DeepWalk learns social representations of a graph's vertices by modeling a stream of short random walks. Social representations are latent features of the vertices that capture neighborhood similarity and community membership. These latent representations encode social relations in a continuous vector space with a relatively small number of dimensions. DeepWalk generalizes neural language models to process a special language composed of a set of randomly-generated walks. These neural language models have been used to capture the semantic and syntactic structure of human language.
DeepWalk takes a graph as input and produces a latent representation as an output. The result of applying our method to the well-studied Karate network is shown in Figure 1. The graph, as typically presented by force-directed layouts, is shown in Figure 1a. Figure 1b shows the output of our method with 2 latent dimensions. Beyond the striking similarity, we note that linearly separable portions of (1b) correspond to clusters found through modularity maximization in the input graph (1a) (shown as vertex colors).
DeepWalk outperforms other latent representation methods for creating social dimensions, especially when labeled nodes are scarce. Strong performance with our representations is possible with very simple linear classifiers. Our representations are general, and can be combined with any classification method. DeepWalk achieves all of that while being an online algorithm that is trivially parallelizable.

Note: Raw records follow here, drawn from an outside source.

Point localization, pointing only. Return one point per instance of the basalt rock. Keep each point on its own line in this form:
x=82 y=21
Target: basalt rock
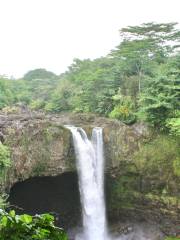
x=42 y=146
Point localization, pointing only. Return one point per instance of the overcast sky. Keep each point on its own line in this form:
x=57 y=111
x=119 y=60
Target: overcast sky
x=50 y=33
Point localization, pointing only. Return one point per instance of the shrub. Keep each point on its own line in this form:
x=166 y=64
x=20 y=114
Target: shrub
x=26 y=227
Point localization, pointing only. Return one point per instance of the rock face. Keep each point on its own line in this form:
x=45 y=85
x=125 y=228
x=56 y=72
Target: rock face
x=42 y=146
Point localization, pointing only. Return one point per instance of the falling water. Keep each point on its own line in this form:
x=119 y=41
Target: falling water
x=90 y=166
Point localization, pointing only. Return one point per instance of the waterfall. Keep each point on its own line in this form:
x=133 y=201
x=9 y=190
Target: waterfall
x=90 y=167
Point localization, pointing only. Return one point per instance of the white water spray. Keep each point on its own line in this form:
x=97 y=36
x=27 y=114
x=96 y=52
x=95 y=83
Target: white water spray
x=90 y=166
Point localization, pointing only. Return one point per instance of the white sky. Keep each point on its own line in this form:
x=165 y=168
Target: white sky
x=50 y=33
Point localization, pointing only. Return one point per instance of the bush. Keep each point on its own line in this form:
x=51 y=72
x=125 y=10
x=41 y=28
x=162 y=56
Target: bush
x=5 y=160
x=26 y=227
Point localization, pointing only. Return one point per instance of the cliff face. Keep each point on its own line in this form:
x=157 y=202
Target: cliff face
x=138 y=186
x=41 y=145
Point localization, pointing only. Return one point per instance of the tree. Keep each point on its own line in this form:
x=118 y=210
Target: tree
x=39 y=73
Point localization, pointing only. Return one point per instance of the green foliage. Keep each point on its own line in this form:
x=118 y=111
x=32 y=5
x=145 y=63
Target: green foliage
x=26 y=227
x=174 y=124
x=123 y=109
x=3 y=201
x=159 y=159
x=158 y=101
x=39 y=74
x=145 y=66
x=5 y=160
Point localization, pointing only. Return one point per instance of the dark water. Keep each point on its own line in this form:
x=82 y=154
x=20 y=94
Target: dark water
x=58 y=195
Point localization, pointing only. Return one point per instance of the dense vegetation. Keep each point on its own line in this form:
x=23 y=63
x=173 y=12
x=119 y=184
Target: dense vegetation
x=26 y=227
x=139 y=79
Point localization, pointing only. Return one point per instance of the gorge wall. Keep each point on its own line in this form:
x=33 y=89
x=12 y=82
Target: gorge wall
x=41 y=146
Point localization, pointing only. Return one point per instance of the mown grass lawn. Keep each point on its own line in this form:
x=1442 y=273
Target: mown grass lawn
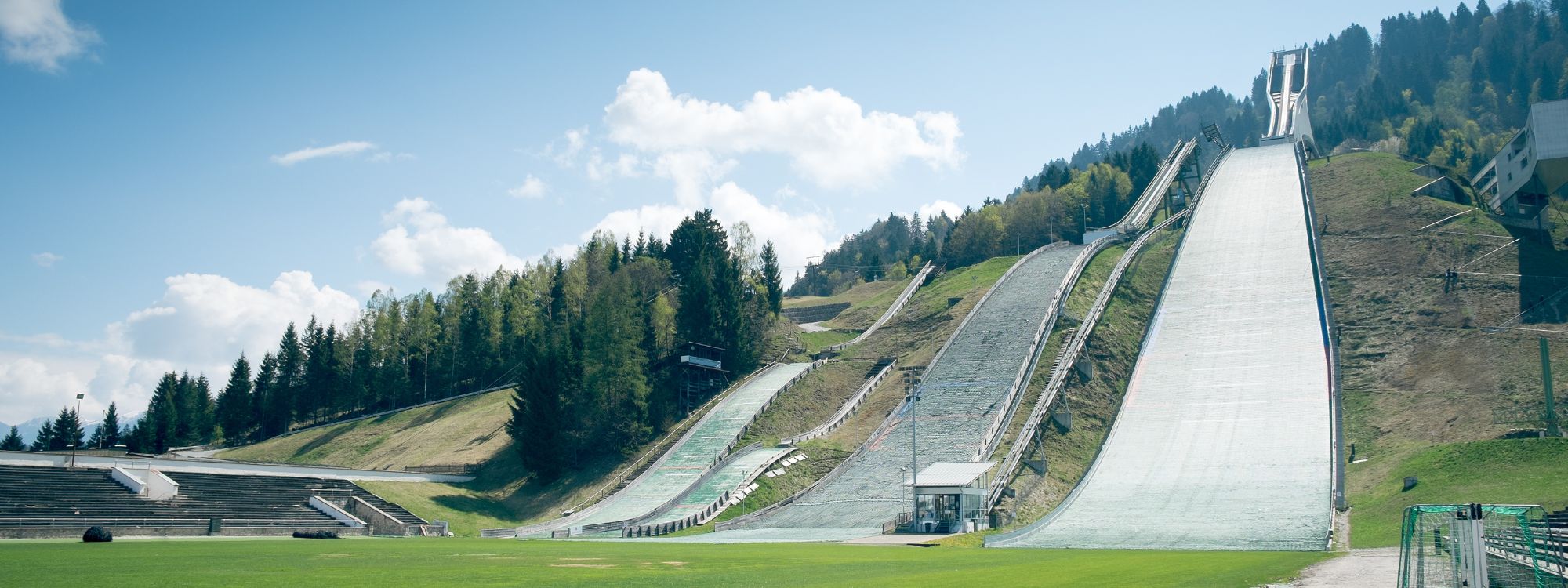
x=532 y=564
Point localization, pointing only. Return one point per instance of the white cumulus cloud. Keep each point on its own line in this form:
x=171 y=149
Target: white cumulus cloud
x=421 y=242
x=934 y=209
x=38 y=34
x=208 y=321
x=827 y=136
x=46 y=260
x=796 y=236
x=531 y=189
x=341 y=150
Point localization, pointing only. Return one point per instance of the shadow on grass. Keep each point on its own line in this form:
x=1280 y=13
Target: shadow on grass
x=1544 y=286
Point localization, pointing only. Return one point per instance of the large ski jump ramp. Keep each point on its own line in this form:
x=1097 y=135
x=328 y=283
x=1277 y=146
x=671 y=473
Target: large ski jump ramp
x=1224 y=438
x=962 y=394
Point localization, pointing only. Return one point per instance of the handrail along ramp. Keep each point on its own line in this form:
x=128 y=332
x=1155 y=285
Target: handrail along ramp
x=1224 y=440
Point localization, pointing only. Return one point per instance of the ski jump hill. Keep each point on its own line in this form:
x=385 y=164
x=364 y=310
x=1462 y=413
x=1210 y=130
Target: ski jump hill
x=1225 y=438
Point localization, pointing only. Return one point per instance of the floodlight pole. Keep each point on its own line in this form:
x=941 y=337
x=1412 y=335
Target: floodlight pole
x=915 y=465
x=79 y=424
x=1547 y=385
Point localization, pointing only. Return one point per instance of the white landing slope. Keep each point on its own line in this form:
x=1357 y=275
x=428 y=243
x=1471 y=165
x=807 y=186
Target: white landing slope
x=1224 y=438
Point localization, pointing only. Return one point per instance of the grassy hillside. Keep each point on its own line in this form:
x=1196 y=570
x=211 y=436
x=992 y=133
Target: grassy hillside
x=1420 y=371
x=576 y=564
x=460 y=432
x=913 y=338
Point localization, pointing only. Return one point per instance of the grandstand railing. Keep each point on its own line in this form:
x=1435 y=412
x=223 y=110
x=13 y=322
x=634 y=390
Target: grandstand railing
x=648 y=459
x=1012 y=537
x=1026 y=372
x=844 y=412
x=724 y=456
x=1059 y=374
x=1330 y=332
x=898 y=305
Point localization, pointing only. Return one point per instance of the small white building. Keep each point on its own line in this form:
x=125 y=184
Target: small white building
x=1531 y=167
x=951 y=498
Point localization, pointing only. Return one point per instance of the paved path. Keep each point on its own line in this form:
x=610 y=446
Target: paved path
x=1224 y=437
x=962 y=394
x=216 y=466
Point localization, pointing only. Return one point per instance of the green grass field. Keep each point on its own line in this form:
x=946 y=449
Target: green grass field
x=572 y=564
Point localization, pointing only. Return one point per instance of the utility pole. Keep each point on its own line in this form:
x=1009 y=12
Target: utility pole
x=1084 y=233
x=1547 y=385
x=79 y=424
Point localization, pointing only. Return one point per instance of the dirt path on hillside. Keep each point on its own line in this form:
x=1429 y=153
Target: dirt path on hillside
x=1362 y=568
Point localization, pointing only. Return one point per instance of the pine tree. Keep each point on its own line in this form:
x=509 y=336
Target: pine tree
x=46 y=438
x=234 y=404
x=264 y=402
x=13 y=443
x=68 y=430
x=107 y=435
x=289 y=385
x=771 y=278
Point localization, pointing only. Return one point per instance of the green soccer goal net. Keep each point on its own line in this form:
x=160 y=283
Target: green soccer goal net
x=1481 y=546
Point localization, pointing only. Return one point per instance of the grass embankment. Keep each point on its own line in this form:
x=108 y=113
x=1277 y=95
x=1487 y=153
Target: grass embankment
x=1501 y=471
x=572 y=564
x=1112 y=350
x=1418 y=369
x=460 y=432
x=501 y=496
x=824 y=339
x=913 y=338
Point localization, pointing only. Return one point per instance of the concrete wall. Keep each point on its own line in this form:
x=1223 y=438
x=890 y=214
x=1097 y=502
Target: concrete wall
x=161 y=487
x=217 y=466
x=380 y=521
x=142 y=532
x=336 y=512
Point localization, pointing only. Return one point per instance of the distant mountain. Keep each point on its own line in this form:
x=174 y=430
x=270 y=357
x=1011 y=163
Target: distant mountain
x=29 y=430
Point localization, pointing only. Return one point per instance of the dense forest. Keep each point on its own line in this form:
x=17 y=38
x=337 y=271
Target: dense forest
x=1058 y=208
x=1440 y=89
x=587 y=339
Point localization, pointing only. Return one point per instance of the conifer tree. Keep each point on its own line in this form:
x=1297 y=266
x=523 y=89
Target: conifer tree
x=68 y=430
x=771 y=278
x=13 y=441
x=45 y=440
x=234 y=404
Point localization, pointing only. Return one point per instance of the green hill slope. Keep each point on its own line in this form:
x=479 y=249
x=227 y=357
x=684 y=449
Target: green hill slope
x=460 y=432
x=1420 y=371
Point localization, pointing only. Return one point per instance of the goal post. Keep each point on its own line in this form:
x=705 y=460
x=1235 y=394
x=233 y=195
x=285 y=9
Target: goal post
x=1479 y=546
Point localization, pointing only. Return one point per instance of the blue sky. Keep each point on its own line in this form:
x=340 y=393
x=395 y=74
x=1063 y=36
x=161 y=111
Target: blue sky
x=183 y=178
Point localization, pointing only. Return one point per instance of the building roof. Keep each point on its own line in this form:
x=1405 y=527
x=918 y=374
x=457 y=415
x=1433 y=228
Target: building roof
x=953 y=474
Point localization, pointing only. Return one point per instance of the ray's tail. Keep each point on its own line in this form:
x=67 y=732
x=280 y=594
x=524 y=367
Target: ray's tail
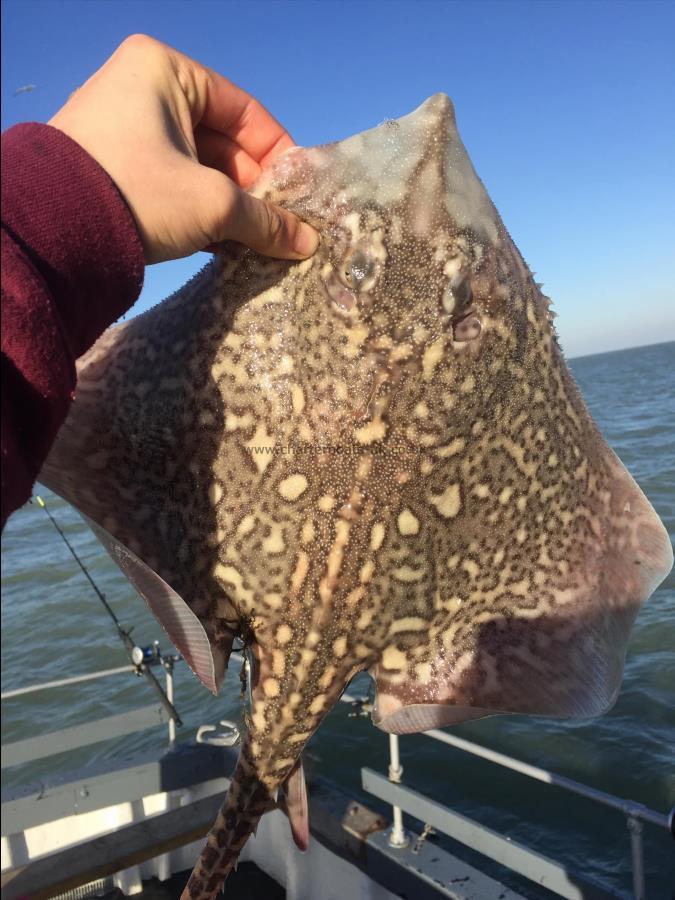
x=250 y=795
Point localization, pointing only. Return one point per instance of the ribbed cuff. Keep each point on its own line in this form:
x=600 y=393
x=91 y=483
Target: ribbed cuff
x=68 y=216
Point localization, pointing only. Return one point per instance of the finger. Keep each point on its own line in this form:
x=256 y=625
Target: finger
x=266 y=228
x=228 y=109
x=222 y=153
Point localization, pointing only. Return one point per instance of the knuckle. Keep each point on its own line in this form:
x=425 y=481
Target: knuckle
x=276 y=225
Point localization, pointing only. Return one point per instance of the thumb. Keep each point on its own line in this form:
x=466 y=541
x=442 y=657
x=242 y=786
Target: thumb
x=264 y=227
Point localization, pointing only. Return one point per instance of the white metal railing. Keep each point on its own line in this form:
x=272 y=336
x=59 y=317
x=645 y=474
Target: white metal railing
x=635 y=813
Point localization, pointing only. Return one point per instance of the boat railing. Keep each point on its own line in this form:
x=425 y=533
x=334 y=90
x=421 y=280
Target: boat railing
x=388 y=789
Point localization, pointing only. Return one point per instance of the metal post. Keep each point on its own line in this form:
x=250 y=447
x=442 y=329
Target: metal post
x=168 y=668
x=635 y=829
x=397 y=836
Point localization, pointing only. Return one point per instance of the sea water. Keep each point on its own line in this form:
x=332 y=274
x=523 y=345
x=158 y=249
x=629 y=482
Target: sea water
x=53 y=626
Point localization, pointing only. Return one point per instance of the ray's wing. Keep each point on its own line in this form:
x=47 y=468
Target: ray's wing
x=520 y=636
x=182 y=626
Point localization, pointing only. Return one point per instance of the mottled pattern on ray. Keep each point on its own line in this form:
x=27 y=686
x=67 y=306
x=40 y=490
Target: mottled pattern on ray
x=373 y=460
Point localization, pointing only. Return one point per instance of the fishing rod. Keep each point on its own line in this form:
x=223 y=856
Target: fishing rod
x=134 y=652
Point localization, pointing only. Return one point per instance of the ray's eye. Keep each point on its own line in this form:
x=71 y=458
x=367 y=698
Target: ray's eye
x=457 y=301
x=458 y=296
x=358 y=272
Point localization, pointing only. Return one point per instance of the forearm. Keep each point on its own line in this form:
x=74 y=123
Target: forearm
x=72 y=263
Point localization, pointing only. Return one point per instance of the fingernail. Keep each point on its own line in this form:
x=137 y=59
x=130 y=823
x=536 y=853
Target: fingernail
x=306 y=240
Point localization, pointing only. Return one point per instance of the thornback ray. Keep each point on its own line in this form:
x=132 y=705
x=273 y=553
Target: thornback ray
x=373 y=460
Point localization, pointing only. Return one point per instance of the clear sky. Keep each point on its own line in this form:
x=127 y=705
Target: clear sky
x=567 y=111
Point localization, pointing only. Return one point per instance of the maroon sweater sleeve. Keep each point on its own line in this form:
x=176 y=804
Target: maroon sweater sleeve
x=72 y=263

Our contributions are as follows: we introduce deep learning as a tool to analyze graphs, to build robust representations that are suitable for statistical modeling. DeepWalk learns structural regularities present within short random walks. We extensively evaluate our representations on multilabel classification tasks on several social networks. We show significantly increased classification performance in the presence of label sparsity, getting improvements 5%-10% of Micro F1, on the sparsest problems we consider. In some cases, DeepWalk's representations can outperform its competitors even when given 60% less training data. We demonstrate the scalability of our algorithm by building representations of web-scale graphs, using a parallel implementation. Moreover, we describe the minimal changes necessary to build a streaming version of our approach.